Recuerdo que se mató a 9.000 hombres y jóvenes musulmanes en cuestión de días. Fue una locura. Un derramamiento de sangre que nadie esperaba en la Europa de los 90. No se esperaba un estallido bélico de este tipo, pero, sinceramente, cuando ahora veo lo que está ocurriendo en Gaza y veo cómo toda la cultura occidental hoy se sostiene sobre la pregunta de cómo pudo ocurrir el Holocausto, cuyos horrores palidecen frente a los de Gaza, no es solo que me parezca increíble que se esté volviendo a repetir con más crudeza, sino que parece que toda nuestra cultura está quedando como un eslogan vacío. Y, la verdad, es aterrador.
Para terminar, volvamos al principio, tenía 21 años cuando se fue a Bosnia y quería ser una gran reportera. ¿Qué ve cuando mira a la Alba de aquel entonces?

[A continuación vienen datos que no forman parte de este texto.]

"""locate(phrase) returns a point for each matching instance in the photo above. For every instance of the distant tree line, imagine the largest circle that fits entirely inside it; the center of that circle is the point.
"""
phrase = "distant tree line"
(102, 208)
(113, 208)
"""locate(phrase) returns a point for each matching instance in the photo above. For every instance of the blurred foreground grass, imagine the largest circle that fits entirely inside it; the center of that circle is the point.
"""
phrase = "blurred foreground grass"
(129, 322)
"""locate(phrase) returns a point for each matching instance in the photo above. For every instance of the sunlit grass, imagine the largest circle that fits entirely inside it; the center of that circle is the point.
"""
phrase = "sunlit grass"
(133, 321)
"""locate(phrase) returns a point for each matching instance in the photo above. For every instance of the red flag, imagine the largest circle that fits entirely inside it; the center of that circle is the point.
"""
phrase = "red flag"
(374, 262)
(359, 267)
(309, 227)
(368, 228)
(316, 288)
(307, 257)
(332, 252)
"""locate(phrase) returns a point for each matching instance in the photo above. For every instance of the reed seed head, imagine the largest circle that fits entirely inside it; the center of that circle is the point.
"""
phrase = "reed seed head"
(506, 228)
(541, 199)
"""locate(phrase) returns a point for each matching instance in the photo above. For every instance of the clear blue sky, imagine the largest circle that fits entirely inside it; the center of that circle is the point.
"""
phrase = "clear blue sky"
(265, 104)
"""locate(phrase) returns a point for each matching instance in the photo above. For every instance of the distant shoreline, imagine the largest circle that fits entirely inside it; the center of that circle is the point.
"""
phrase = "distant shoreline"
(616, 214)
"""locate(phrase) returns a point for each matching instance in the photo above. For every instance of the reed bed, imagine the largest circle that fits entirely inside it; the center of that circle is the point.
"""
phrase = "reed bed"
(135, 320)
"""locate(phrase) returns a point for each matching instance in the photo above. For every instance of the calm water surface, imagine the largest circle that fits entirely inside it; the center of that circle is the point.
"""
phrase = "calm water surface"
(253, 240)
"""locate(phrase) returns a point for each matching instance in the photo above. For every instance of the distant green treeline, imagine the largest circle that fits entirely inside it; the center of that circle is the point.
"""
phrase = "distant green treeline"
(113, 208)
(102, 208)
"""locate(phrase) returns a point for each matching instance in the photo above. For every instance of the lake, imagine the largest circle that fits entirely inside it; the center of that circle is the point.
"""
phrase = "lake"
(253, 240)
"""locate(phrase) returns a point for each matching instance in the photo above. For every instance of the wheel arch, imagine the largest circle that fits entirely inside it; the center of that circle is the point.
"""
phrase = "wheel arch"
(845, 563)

Siento una gran admiración y respeto, porque aunque ahora, a medida que me he hecho mayor, he ido viendo las complejidades que hay detrás de muchas cuestiones y a pesar de que era una persona menos formada de lo que soy ahora, echo de menos esa pulsión de aventura que tenía. Mi viaje a Bosnia fue el gran trabajo periodístico de mi vida y, si hoy pudiera dedicarme a ello, si el periodismo existiera, creo que sería el mejor trabajo del mundo. Esa Alba lo intentó y yo la miro con orgullo desde la distancia.